The parties we throw are legendary.

Every class of Mu Lambda Nu adds something to the chaos, but for the last five years the crown jewel has been our annual Halloween bash.

Día de los M.Λ.N.

The courtyard becomes a graveyard, forty headstones engraved with alumni names lined like trophies of the dead. Upstairs, a haunted walkthrough winds from room to room, brothers waiting inside to pour liquor straight down your throat.

Fog machines kick up on motion sensors, mist curling around your ankles the second you step through the gates. Strobes crack from the roofline like the house itself is seizing in time with the music.

At the center sits a skeleton DJ booth, guarded by a real coffin stuffed with neon jello shots and an endless supply of Natty Light. Pledges in matching skeleton shorts serve without question, easy to spot and easier to command. Every girl, every brother, no matter how drunk or feral, expects you to jump when they snap.

One corner always devolves intothe pit. It’s a shirtless, grinding mass. No rules, no space, no shame. It’s sweat, skin, and maybe some girl in devil horns blowing another guy behind a hay bale.

You go in knowing you’ll come out soaked in something.

Beer. Glitter. Regret.

Probably all three.

Dead center, a dense knot of partygoers packs the space so tight the walls feel like they’re sweating too. The whole house feels alive, breathing through the walls, swallowing bodies whole.

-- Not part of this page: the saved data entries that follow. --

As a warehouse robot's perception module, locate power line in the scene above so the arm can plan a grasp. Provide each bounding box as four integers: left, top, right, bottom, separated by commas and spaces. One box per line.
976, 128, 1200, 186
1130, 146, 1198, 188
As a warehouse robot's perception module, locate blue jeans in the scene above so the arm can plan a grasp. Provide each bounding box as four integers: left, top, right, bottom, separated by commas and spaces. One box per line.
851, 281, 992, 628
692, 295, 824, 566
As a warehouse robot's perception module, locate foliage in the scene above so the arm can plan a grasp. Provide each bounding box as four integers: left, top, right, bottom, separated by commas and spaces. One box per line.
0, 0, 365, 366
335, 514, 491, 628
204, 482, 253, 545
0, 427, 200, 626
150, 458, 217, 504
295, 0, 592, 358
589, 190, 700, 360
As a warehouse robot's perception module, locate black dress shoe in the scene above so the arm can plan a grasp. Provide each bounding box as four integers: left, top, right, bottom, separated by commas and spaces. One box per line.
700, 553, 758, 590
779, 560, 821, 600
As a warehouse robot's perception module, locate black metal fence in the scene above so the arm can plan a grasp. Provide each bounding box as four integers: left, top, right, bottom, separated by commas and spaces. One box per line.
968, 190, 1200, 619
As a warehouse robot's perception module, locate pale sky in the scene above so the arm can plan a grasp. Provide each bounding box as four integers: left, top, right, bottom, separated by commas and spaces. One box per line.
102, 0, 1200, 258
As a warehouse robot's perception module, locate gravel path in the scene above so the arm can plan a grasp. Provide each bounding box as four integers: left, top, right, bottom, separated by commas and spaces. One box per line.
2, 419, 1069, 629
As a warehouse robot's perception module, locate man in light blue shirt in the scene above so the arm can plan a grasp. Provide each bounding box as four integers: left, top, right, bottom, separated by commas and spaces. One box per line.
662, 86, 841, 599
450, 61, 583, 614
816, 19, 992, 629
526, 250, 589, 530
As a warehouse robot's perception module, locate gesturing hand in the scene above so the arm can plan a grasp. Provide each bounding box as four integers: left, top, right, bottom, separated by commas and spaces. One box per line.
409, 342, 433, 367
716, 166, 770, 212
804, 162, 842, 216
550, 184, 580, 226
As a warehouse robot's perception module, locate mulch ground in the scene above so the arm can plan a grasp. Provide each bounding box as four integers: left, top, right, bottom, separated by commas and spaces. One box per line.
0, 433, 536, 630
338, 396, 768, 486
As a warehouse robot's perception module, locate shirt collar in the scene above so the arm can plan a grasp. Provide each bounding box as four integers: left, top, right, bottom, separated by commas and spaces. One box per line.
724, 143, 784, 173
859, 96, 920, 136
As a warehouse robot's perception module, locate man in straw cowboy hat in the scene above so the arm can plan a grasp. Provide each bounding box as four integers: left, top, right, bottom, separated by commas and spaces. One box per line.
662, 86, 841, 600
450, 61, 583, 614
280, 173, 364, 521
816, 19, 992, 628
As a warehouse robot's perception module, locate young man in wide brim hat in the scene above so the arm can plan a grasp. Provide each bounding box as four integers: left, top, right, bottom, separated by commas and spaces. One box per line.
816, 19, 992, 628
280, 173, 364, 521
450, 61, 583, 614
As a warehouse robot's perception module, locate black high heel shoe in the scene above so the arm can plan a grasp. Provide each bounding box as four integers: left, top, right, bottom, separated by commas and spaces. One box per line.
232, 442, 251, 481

You don’t move through a party like this. It moves through you.

The sororities treat the night like a national holiday. Circled on calendars. Outfit prepped weeks in advance. Like communion at the altar of debauchery.

“This is what heaven looks like,” Joey screams, ducking as someone tosses a beer can overhead.

I nod but keep scanning. Not casual, though I pretend it is. My eyes skip over glitter wings, sweaty jerseys, masks slipping down flushed faces.

Flash. Dark. Flash. Dark.

Each strobe light slices the room into still frames, and in every one I swear there’s someone watching me.

It should be Knox. It has to be Knox. But the longer I look, the less sure I am.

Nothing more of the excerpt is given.